What happened in that Connecticut elementary school is beyond comprehension. As a parent, my heart aches for those families that lost their precious children. As a parent, I am angered that a cowardly young man took those precious lives away. And as others before him, he too took his own life. Why must these suicidal cowards decide they need to take innocent lives with them? How could one possibly inflict such horror on children?
But right now, this is not about those questions. Right now, I can only think about my children. I can only think about those parents who will not put their children to bed tonight. I think about the everyday life with my children that I often take for granted. I remember the mornings that Averey frustrates me as she's getting ready for school, and we snip at each other. I groan when she asks for a glass of orange juice, just as I sit down with my breakfast.
Was there some mother who had a morning such as this and sent her daughter off to school, never to return?
As Christmas is approaching, I'm not quite done with my shopping.
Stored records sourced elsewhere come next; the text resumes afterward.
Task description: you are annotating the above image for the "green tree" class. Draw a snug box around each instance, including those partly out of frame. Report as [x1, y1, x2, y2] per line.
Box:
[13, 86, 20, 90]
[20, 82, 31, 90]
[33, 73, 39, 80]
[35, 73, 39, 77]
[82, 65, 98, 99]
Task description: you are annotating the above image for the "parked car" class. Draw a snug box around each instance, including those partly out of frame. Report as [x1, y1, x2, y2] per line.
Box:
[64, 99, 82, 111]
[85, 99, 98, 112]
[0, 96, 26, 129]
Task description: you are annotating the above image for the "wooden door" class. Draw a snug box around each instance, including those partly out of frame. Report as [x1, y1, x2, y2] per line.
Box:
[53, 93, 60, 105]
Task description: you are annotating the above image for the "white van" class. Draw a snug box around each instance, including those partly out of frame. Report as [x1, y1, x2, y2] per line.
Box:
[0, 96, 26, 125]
I cringe at the thought of having more toys around the house. I constantly tell my girls to clean up their room, as the clutter is making me crazy.
I'm sure there are parents who weren't done with their shopping either, who grimaced at the thought of more toys. But now, the shrieks of their children opening gifts have been silenced.
My mind is racing with so many thoughts and questions. Right now, I can only pray for God's peace to be upon those families, their school, and their community. I pray that the murderer is not sensationalized like others before him. I pray that we learn about those children and teachers, we see their faces, and their all-too-brief lives are celebrated. I pray that their friends and families do not live in fear, but bring a positive light to this horrific tragedy.
For those of us on the outside, united only by the fact that we are parents, I pray that we all cherish our children, that we mellow out over those little things that drive us crazy, and most of all, that we let them know they are loved.
I know I'm ready for some tighter squeezes and sloppy kisses.